By James Pilcher
The Cincinnati Enquirer
DAYTON, Ky. - Even though his office is less than 30 minutes from Cincinnati/Northern Kentucky International Airport, Joe VonLehman hardly ever takes that drive to catch a flight.
Joe VonLehman, executive vice president and co-owner of Radac Corp. in Dayton.|
(Tony Jones photo)
Instead, the executive vice president and co-owner of Radac Corp. usually drives more than 90 minutes to airports in Dayton, Louisville or Columbus to travel by air.
"Sometimes we can still make it work and fly out of Cincinnati if we plan ahead far enough in advance and stay over on a weekend, but we usually can't operate like that," says VonLehman, whose company manufactures and distributes radiator products in 12 states.
"Pretty much all the time now, we tell our guys to either drive or go to one of the other regional airports - because it can be just about double here what it is there," says VonLehman, whose company spends as much as $20,000 annually on air travel. "That puts a real crimp in our productivity, but it's a sacrifice we have to make."
According to a new study commissioned by Cincinnati airport officials, VonLehman and his employees are some of the 2,500 travelers from the Cincinnati area who use the region's five other airports every day. That is more than one in four local travelers, or 28 percent of the local market.
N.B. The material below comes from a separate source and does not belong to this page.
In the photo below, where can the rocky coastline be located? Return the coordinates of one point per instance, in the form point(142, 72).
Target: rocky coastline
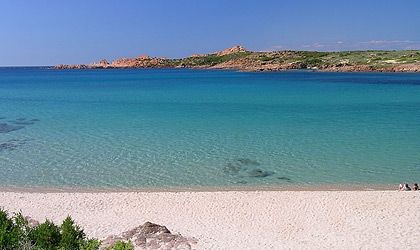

VonLehman points directly at the fare disparity as the reason for his decision. All five major airports surrounding Cincinnati offer low-cost competition, while the local airport does not. Those flying from Cincinnati paid 56 percent more than the national average, adjusted for market size and trip length, in the second quarter this year, according to the federal Transportation Department.
Acknowledging that the airport is a major economic boon for the region, VonLehman also said he is willing to pay more for a direct flight, compared with the connections he makes out of other airports. But the pricing is too high to make it worth it anymore, he said.
"I understand how Delta can do this and how it's gotten to this point, but it doesn't make me like it any more than I do," he said. "It's almost like they would just as soon not worry about passengers getting off and on in Cincinnati and just have it as a pure hub."
"And while it is an economic force, that force has gotten out of whack balanced with the cost to the region," he said.
So, VonLehman said, his choice is to leave or pressure the airport to provide incentives to pull in other carriers - something he admits is not likely.
"It's not an easy equation, and I understand that. But I've got to do what I have to survive."